# Steve Halls birthday YAY!!!



## jojo (Sep 20, 2007)

Its Steves birthday tomorrow, So Stevie, have a really fun day and dont eat too much cake and dont even attempt to blow out all those candles, you´ll pass out!!!! 

Jo xxx


----------



## XTreme (May 17, 2008)

jojo said:


> dont even attempt to blow out all those candles,


That's the only blowjob that old dodderer's gonna get!


----------



## jojo (Sep 20, 2007)

XTreme said:


> That's the only blowjob that old dodderer's gonna get!



Now you dont know that Xtreme, he´s on Sweden and there are a lot of attractive women over there!! Anyway, lets keep it clean dear!!!!

Jo xx


----------



## jkchawner (Dec 21, 2008)

jojo said:


> Its Steves birthday tomorrow, So Stevie, have a really fun day and dont eat too much cake and dont even attempt to blow out all those candles, you´ll pass out!!!!
> 
> Jo xxx


yes many happy returns for tomo steve


----------



## XTreme (May 17, 2008)

jojo said:


> he´s on Sweden and there are a lot of attractive women over there!!
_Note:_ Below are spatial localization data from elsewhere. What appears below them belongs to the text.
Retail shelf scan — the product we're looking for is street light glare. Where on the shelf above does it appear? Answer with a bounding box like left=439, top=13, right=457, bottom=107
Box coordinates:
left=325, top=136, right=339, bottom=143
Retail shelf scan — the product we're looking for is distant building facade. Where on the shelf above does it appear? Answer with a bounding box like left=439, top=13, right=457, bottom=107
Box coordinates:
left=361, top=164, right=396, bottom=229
My point exactly Jo.....the smart birds are not going to give him the time of day.

If he can find a seriously ugly one with loose morals....and then fill her full of booze, he _might_ get lucky.
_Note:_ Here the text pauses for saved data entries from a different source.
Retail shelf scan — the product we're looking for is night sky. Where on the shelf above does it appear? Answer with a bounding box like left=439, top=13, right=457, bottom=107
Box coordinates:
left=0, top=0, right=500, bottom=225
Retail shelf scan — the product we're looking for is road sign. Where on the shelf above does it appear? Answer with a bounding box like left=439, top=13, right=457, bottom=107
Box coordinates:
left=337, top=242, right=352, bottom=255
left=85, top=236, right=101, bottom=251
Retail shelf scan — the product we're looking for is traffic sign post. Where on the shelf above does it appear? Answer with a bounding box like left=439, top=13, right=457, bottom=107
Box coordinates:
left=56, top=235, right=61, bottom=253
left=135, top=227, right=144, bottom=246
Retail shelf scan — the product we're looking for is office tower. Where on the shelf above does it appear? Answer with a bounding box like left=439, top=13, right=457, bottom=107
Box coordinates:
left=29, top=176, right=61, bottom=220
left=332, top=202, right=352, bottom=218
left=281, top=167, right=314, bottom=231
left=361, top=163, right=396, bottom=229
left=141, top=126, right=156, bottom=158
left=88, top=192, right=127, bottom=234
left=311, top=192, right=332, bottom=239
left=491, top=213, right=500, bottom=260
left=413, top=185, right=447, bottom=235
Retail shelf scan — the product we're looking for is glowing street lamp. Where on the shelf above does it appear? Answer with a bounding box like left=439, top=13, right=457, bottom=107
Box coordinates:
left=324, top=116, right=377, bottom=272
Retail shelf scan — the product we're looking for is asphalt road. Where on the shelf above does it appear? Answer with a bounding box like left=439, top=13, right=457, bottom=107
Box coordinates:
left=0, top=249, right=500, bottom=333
No....on second thoughts....forget that. 

The odds on him matching up a hideous pus-infested bus station skank living next door to a distillery in the wilds of Scandinavia are pretty remote.

So I think we have to presume it's the same old Celibate Steve for another year!


----------



## jkchawner (Dec 21, 2008)

XTreme said:


> My point exactly Jo.....the smart birds are not going to give him the time of day.
> 
> If he can find a seriously ugly one with loose morals....and then fill her full of booze, he _might_ get lucky.
> 
> ...


oh you are awfull !
but we like you !!!


----------



## jojo (Sep 20, 2007)

jkchawner said:


> oh you are awfull !
> but we like you !!!



He doesnt mean it. I happen to know that when xtreme met Steve he was bowled over by what a nice chap he was!!!! 

Jo xxx


----------



## Tallulah (Feb 16, 2009)

arty::kiss:arty:Just in case you log in at some point Steve and I'm not around to say it tomorrow - have a wonderful birthday!!

Tally.xx


----------



## jkchawner (Dec 21, 2008)

Tallulah said:


> arty::kiss:arty:Just in case you log in at some point Steve and I'm not around to say it tomorrow - have a wonderful birthday!!
> 
> Tally.xx


hi ya stranger :clap2:


----------



## Tallulah (Feb 16, 2009)

jkchawner said:


> hi ya stranger :clap2:


Hello you. Nice to see you to see you nice.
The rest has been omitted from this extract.